In the 20th century, Alfred Wegener's theory of plate tectonics performed the
same service for geology, at once explaining a variety of
phenomena, from the complementary coastlines of Africa and
South America to mirror-image magnetic patterns on opposite
sides of seafloor trenches, from earthquake fault lines to
chains of volcanoes, and even the fossil record of
identical biological species on long-separated landmasses.
When such a theory reveals the previously hidden
relationships among centuries of diverse disciplines and
locks them into place, there can be little doubt that the
theory is thereby confirmed in its essentials, even if some
of its details have yet to be ironed out.
Misperceptions
A common myth (a remnant of smug overconfidence
of the 19th century, that science had essentially answered
all questions worth asking) is that science is supposed to
prove
ideas true or false. This is not the case.
Science deals in probabilities, not certainties (though some
probabilities approach certainty closely enough that the
minuscule margin of doubt can be disregarded for practical
purposes). Science draws conclusions only on the basis of currently
available evidence within the current constraints of
observation and measurement, with the full understanding that any
conclusion might subsequently be invalidated by evidence yet to be
discovered. So the most science can say about a theory
is that all evidence discovered so far supports it, and none
contradicts it. Confirmation of a single wrong prediction or
contradictory fact can cause even the most widely accepted
theory to be challenged and rejected. Thus the
existence of an extensive body of coherent theory that has
withstood decades or even centuries of intense scrutiny
attests to the rareness with which such rejection occurs,
and to the effectiveness of scientific method in weeding
out ideas that are not in accord with the reality of nature.
Perspective
In dealing with nature, there is always a risk
of error or misinterpretation; where humans are involved, it
simply cannot be avoided. Indeed, in science a margin
of error is always expected and is routinely taken into
account, and the whole point of scientific method is to
identify and reject the inevitable
misinterpretations.

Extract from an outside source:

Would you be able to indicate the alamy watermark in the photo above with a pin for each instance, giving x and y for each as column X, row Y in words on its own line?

But no human process is perfect,
so science makes no claim
that its findings are absolutely certain.. On the
other hand, science is one discipline that tends to be
self-correcting, through continual reexamination and
retesting of existing theories in light of new evidence. Consequently, despite its
shortcomings, scientific method has demonstrated itself the
most reliable and verifiable way yet to learn about nature
with a high degree of confidence, even if we must accept
that reliability, verifiability, and confidence do not
equate to certainty.
Thus, if someone claims to know that an idea is "an
absolutely scientifically proven fact," we can be sure only
that he or she knows nothing of the sort, and understands
little if anything about science itself. On the other
hand, if we know that an idea is a
scientific theory, we can be confident that, though the idea
is not absolutely certain, it is better supported by
abundant evidence and cogent reason than are most ideas in
human experience—a far cry from the mere speculation that
typically passes for "theory" in non-scientific pursuits.